A thorny path of field theory: from triviality to interaction and confinement

I. M. Suslov

Published 2015-06-18Version 1

Summation of the perturbation series for the Gell-Mann--Low function \beta(g) of \phi^4 theory leads to the asymptotics \beta(g)=\beta_\infty g^\alpha at g\to\infty, where \alpha\approx 1 for space dimensions d=2,3,4. The natural hypothesis arises, that asymptotic behavior is \beta(g) \sim g for all d. Consideration of the "toy" zero-dimensional model confirms the hypothesis and reveals the origin of this result: it is related with a zero of a certain functional integral. This mechanism remains valid for arbitrary space dimensionality d. The same result for the asymptotics is obtained for explicitly accepted lattice regularization, while the use of high-temperature expansions allows to calculate the whole \beta-function.
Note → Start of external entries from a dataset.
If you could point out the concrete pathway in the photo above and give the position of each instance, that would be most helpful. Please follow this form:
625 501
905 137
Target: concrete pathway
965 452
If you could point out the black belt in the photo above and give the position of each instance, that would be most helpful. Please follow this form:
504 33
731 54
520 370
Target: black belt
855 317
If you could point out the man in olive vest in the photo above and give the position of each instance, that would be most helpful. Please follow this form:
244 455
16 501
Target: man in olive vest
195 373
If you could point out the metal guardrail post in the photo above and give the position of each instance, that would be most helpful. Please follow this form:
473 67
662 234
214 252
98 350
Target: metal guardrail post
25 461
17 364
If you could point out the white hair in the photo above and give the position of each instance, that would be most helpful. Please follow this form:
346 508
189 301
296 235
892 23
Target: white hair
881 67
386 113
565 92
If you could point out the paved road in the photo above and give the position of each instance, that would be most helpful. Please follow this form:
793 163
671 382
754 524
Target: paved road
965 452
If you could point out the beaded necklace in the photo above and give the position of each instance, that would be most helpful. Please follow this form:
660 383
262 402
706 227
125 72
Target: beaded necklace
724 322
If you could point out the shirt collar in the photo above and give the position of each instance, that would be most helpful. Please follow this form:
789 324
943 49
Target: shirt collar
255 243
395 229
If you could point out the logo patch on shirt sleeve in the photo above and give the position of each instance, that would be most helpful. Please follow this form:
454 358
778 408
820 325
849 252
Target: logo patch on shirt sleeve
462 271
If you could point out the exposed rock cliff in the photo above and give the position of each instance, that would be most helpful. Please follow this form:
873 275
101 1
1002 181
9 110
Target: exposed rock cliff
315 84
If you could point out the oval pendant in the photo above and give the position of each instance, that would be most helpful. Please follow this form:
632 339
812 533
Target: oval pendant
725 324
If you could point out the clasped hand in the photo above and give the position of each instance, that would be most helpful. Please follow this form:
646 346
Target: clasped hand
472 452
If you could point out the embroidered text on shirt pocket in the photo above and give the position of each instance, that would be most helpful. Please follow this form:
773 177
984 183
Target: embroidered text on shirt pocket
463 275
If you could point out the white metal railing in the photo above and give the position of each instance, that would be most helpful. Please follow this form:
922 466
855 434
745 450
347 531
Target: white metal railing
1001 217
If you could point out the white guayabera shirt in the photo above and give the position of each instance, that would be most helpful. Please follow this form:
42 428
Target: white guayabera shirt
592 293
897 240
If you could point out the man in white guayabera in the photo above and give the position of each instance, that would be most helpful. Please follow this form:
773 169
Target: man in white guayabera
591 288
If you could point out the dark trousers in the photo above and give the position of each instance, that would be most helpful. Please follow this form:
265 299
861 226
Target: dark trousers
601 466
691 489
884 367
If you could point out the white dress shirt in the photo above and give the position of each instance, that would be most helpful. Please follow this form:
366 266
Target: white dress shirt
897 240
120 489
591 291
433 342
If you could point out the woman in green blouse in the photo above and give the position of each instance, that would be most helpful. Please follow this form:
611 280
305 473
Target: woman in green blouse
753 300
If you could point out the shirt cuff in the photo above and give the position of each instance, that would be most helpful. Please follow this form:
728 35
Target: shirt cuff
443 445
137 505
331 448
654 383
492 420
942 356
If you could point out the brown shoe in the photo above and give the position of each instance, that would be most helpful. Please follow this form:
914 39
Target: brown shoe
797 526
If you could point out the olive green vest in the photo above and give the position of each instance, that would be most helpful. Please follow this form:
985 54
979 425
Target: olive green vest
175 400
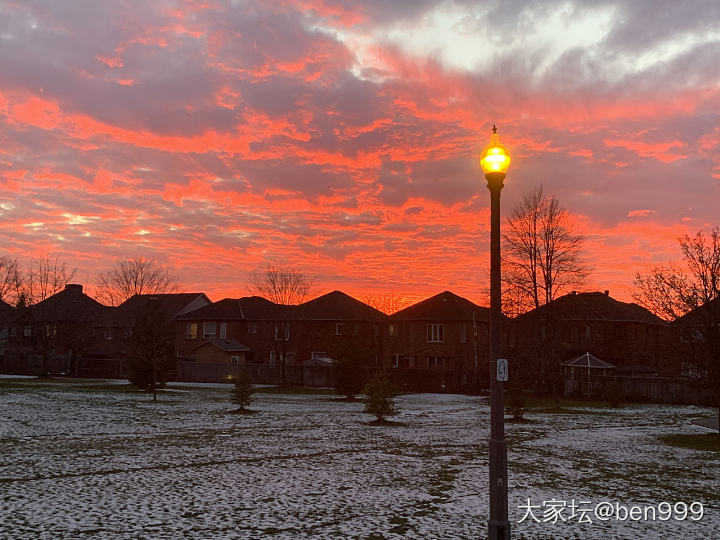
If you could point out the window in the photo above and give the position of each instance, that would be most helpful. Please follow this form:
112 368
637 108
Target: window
191 331
209 330
435 332
282 331
436 362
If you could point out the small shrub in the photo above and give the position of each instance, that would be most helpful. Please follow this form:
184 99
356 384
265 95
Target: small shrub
379 394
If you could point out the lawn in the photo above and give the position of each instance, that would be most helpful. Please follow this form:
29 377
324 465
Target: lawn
95 459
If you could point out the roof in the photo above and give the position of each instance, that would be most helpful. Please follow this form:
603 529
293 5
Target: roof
251 308
587 360
592 306
338 306
227 345
171 305
696 317
445 306
7 312
68 305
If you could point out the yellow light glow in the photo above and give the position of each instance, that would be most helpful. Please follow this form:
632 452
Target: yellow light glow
495 157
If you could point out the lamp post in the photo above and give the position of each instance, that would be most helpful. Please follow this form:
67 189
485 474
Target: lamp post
494 161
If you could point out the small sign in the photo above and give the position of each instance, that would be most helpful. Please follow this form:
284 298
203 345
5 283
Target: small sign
502 370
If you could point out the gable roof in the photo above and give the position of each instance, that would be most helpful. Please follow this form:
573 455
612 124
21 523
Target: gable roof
696 317
592 306
338 306
251 308
445 306
587 360
68 305
171 305
7 312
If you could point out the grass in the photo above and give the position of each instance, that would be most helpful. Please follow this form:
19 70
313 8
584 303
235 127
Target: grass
707 442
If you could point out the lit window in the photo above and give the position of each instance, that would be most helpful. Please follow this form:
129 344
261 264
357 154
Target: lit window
191 331
282 331
209 330
436 332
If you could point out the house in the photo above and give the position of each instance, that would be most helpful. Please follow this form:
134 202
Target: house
621 333
284 337
7 313
446 336
62 327
221 351
117 323
697 339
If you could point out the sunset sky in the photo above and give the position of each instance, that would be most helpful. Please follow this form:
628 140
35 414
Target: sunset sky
343 137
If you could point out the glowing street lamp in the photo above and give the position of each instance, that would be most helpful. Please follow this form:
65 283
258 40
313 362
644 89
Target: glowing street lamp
495 161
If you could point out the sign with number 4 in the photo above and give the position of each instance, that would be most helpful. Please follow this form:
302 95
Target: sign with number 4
502 370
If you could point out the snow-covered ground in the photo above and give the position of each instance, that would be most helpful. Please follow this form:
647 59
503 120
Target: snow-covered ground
97 461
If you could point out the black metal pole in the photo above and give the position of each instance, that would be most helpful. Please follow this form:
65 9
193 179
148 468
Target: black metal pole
498 525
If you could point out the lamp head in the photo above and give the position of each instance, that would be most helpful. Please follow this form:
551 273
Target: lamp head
495 159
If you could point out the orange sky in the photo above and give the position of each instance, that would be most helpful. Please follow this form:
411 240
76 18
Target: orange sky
344 140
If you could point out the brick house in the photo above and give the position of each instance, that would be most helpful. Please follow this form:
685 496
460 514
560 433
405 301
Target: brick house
64 324
623 334
444 332
7 313
117 323
697 359
284 336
As a result, the \beta-function of four-dimensional \phi^4 theory is appeared to be non-alternating and has a linear asymptotics at infinity. The analogous situation is valid for QED. According to the Bogoliubov and Shirkov classification, it means possibility to construct the continuous theory with finite interaction at large distances. This conclusion is in visible contradiction with the lattice results indicating triviality of \phi^4 theory. This contradiction is resolved by a special character of renormalizability in \phi^4 theory: to obtain the continuous renormalized theory, there is no need to eliminate a lattice from the bare theory. In fact, such kind of renormalizability is not accidental and can be understood in the framework of Wilson's many-parameter renormalization group. Application of these ideas to QCD shows that Wilson's theory of confinement is not purely illustrative, but has a direct relation to a real situation. As a result, the problem of analytical proof of confinement and a mass gap can be considered as solved, at least on the physical level of rigor.